Simplification of rational expressions including factorising and cancelling, and algebraic division.

Denominators of rational expressions will be linear or quadratic, eg \(\dfrac{1}{ax + b^{\prime}}\)

\(\dfrac{ax + b}{px^2 + qx + r} , \dfrac{x^3 + 1}{x^2 - 1}\) .

Definition of a function. Domain and range of functions. Composition of functions. Inverse functions and their graphs.

The concept of a function as a one-one or many-one mapping from \(\mathbb{R}\) (or a subset of \(\mathbb{R}\)) to \(\mathbb{R}\). The notation \(f : x\mapsto\) and \(f(x)\) will be used.

Students should know that \(fg\) will mean 'do \(g\) first, then \(f\)'.

Students should know that if \(f^{−1}\) exists, then \(f^{−1}f(x) = ff^{−1}(x) = x\).

The modulus function.

Students should be able to sketch the graphs of \(y = \lvert ax + b \rvert\) and the graphs of \(y = \lvert f(x) \rvert\) and \(y = f(\lvert x \rvert)\), given the graph of \(y = f(x)\).

Combinations of the transformations \(y = f(x)\) as represented by \(y = af(x)\), \(y = f(x) + a\), \(y = f(x + a)\), \(y = f(ax)\).

Students should be able to sketch the graph of, for example, \(y = 2f(3x)\), \(y = f(−x) + 1\), given the graph of \(y = f(x)\) or the graph of, for example, \(y = 3 + \sin 2x\),

\(y = −\cos \left(x + \dfrac{\pi}{4}\right)\).

The graph of \(y = f(ax + b)\) will not be required.

Knowledge of secant, cosecant and cotangent and of arcsin, arccos and arctan. Their relationships to sine, cosine and tangent. Understanding of their graphs and appropriate restricted domains.

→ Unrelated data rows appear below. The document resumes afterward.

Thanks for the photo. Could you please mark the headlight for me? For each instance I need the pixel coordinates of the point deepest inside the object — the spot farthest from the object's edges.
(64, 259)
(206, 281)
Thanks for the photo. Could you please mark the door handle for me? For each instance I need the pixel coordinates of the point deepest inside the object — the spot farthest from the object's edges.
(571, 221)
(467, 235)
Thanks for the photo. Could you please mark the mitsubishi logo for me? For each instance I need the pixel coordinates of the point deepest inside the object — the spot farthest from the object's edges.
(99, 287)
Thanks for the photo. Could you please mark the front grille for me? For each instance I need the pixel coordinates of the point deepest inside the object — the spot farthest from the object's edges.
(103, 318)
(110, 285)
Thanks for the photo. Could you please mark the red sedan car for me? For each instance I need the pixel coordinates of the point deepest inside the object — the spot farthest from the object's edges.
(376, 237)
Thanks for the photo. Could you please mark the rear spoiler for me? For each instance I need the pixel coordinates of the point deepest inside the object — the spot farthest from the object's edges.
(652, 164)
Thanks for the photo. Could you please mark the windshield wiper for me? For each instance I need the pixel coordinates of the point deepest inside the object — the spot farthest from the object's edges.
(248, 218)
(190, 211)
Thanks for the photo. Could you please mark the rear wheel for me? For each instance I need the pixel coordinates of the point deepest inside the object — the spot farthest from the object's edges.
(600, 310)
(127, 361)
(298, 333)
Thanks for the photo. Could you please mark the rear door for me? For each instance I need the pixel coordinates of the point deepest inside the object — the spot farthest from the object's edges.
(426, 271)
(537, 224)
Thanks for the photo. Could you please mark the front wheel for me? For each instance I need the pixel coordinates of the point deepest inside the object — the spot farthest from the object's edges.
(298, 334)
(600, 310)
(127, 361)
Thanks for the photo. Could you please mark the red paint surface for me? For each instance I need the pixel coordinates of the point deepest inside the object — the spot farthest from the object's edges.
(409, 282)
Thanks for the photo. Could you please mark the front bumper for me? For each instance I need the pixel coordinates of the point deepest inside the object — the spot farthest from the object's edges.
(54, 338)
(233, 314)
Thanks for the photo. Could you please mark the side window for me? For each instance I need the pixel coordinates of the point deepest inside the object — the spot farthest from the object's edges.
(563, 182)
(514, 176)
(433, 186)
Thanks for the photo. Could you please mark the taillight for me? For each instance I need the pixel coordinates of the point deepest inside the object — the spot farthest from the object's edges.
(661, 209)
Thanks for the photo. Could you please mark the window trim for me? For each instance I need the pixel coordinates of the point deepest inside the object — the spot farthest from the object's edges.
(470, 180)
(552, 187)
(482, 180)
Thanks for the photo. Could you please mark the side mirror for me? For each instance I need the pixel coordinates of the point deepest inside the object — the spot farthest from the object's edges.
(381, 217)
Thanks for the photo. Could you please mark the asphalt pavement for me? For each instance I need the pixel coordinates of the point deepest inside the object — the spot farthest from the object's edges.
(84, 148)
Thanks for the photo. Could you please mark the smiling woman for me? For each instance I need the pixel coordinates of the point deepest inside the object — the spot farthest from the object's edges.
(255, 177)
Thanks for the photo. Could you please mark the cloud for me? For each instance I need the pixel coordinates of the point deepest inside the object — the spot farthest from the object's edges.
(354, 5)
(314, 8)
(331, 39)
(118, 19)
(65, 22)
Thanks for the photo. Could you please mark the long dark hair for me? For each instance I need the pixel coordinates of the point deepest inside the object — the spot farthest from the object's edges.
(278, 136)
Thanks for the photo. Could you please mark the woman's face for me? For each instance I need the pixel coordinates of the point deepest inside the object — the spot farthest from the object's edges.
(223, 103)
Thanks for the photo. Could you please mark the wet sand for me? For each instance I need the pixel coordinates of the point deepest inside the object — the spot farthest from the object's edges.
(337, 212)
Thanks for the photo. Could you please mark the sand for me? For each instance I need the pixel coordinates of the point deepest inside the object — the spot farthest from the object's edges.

Knowledge and use of \(\sec^2 \theta = 1 + \tan^2 \theta\) and \(cosec^2 \theta = 1 + \cot^2 \theta\).

Angles measured in both degrees and radians.

Knowledge and use of double angle formulae; use of formulae for \(\sin (A ± B)\), \(\cos (A ± B)\) and \(\tan (A ± B)\) and of expressions for \(a \cos \theta + b \sin \theta\) in the equivalent forms of \(r \cos (\theta ± a)\) or \(r \sin (\theta ± a)\).

To include application to half angles. Knowledge of the \(t (\tan \frac{1}{2} \theta )\) formulae will not be required.

Students should be able to solve equations such as \(a \cos \theta + b \sin \theta = c\) in a given interval, and to prove simple identities such as \(\cos x \cos 2x + \sin x \sin 2x ≡ \cos x\).

What students need to learn:

The function \(e^x\) and its graph.

To include the graph of \(y = e^{ax + b} + c\).

The function \(\ln x\) and its graph; \(\ln x\) as the inverse function of \(e^x\).

Solution of equations of the form \(e^{ax + b} = p\) and \(\ln (ax + b) = q\) is expected.

What students need to learn:

Differentiation of \(e^x, \ln x, \sin x, \cos x, \tan x\) and their sums and differences.

Differentiation using the product rule, the quotient rule and the chain rule.

Differentiation of \(cosec x, \cot x\) and \(\sec x\) are required. Skill will be expected in the differentiation of functions generated from standard forms using products, quotients and composition, such as \(2x^4 \sin x, \dfrac{e^{3x}}{x}, \cos x^2\) and \(\tan^2 2x\).

The use of \(\dfrac{dy}{dx} = \dfrac{1}{\left(\dfrac{dx}{dy}\right)}\).

Eg finding \(\dfrac{dy}{dx}\) for \(x = \sin 3y\).

What students need to learn:

Location of roots of \(f(x) = 0\) by considering changes of sign of \(f(x)\) in an interval of \(x\) in which \(f(x)\) is continuous.

Approximate solution of equations using simple iterative methods, including recurrence relations of the form \(x_{n+1} = f(x_n)\).

Solution of equations by use of iterative procedures for which leads will be given.